In the past the course was one day long, but it had to be lengthened. Today it lasts an average of one week. In that period, students learn to communicate the results of their work, write an introduction and organize the description of the methodology, as well as other aspects involved in preparing scientific articles. “We walk through all the ins and outs of the process of writing articles, including how to submit them to specialized journals,” Machado says. “We also discuss how to choose the publications that are most appropriate for the type of research they conducted according to the study profile.”

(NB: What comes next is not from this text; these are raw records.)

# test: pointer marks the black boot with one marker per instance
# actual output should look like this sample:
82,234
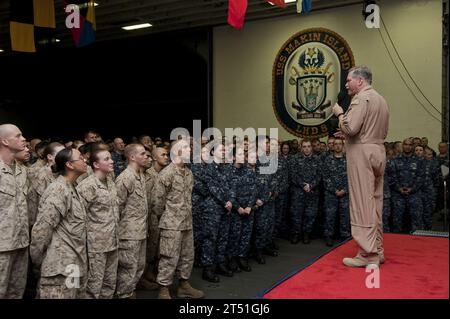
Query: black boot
222,269
260,258
295,239
208,274
243,264
270,252
306,239
329,242
233,266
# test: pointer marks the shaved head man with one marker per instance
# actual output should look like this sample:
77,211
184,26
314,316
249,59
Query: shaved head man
11,142
13,215
365,126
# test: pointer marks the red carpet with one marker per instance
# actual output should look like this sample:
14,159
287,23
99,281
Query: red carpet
416,267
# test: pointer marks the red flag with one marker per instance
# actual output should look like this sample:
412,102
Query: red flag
236,12
279,3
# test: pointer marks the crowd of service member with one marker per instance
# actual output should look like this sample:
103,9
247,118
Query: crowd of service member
135,217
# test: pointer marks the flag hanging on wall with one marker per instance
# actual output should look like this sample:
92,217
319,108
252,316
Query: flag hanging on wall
236,13
304,6
32,24
81,21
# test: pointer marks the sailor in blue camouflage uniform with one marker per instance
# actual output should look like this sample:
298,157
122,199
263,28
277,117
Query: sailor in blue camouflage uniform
199,194
295,198
244,183
432,180
265,215
406,194
305,177
216,217
281,202
334,175
389,180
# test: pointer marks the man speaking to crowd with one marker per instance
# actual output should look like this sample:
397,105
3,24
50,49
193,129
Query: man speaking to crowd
365,126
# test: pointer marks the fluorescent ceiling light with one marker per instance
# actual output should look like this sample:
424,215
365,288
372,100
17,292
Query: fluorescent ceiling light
137,26
285,1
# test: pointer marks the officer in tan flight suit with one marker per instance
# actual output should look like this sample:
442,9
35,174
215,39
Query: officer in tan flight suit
365,126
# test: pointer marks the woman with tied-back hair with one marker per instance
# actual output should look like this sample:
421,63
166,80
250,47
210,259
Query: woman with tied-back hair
58,238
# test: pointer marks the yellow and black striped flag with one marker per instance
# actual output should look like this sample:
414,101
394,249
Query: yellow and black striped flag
32,24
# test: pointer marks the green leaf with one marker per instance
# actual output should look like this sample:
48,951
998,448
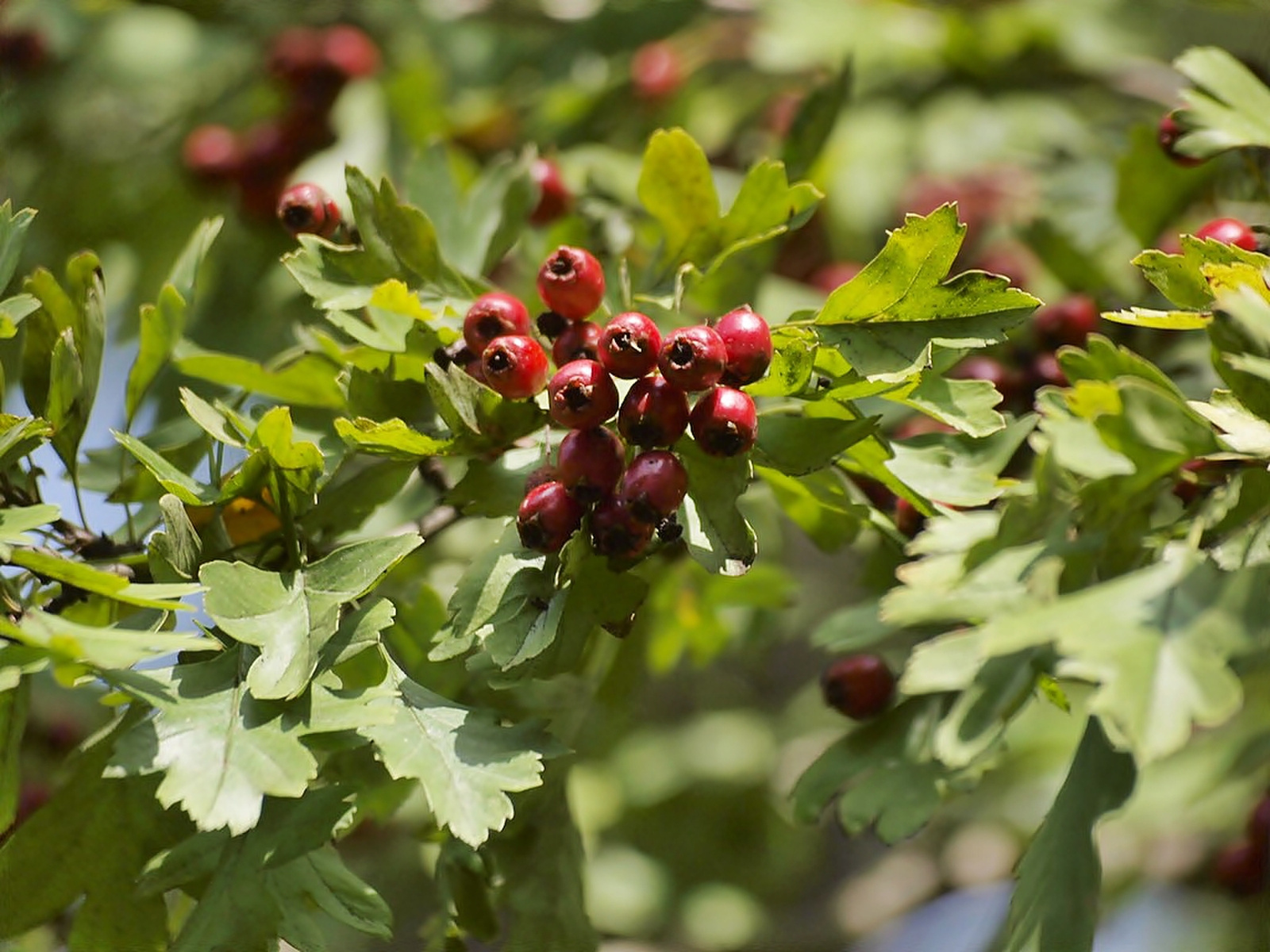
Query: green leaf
1054,907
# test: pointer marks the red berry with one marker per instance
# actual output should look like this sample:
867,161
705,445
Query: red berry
582,395
749,343
692,359
1230,232
629,346
578,342
572,282
653,486
495,315
514,366
859,685
548,517
554,196
653,414
591,463
308,209
724,422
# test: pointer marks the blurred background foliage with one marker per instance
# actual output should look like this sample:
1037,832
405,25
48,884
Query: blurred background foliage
1037,116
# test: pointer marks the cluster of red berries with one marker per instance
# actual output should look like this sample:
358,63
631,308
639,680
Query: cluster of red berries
628,501
313,67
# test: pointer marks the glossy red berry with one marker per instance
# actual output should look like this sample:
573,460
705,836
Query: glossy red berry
1230,232
859,685
692,359
582,395
654,413
306,209
749,343
548,517
653,486
572,282
578,342
514,366
591,463
629,346
495,315
724,422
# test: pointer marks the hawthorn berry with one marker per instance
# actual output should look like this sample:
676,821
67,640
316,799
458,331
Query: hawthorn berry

In 2009 Machado stepped outside the confines of the university. The Environmental Research Institute (IPE) in Nazaré Paulista, in inland São Paulo State, was the first venue for the course, which has become a traveling course. In addition to his work at IB-USP, where he studies the behavior of harvestmen [daddy long-legs] (see Pesquisa FAPESP Issue nº 144), Machado, now 40, also travels throughout Brazil teaching scientific writing classes at universities, NGOs and research institutes. “I have already visited a total of ten states in Brazil,” he says. One important aspect of the course, according to Machado, is ethics in research. “Students have a lot of questions about misconduct,” he explains. “They do not yet really know what is considered plagiarism and self-plagiarism, for example.”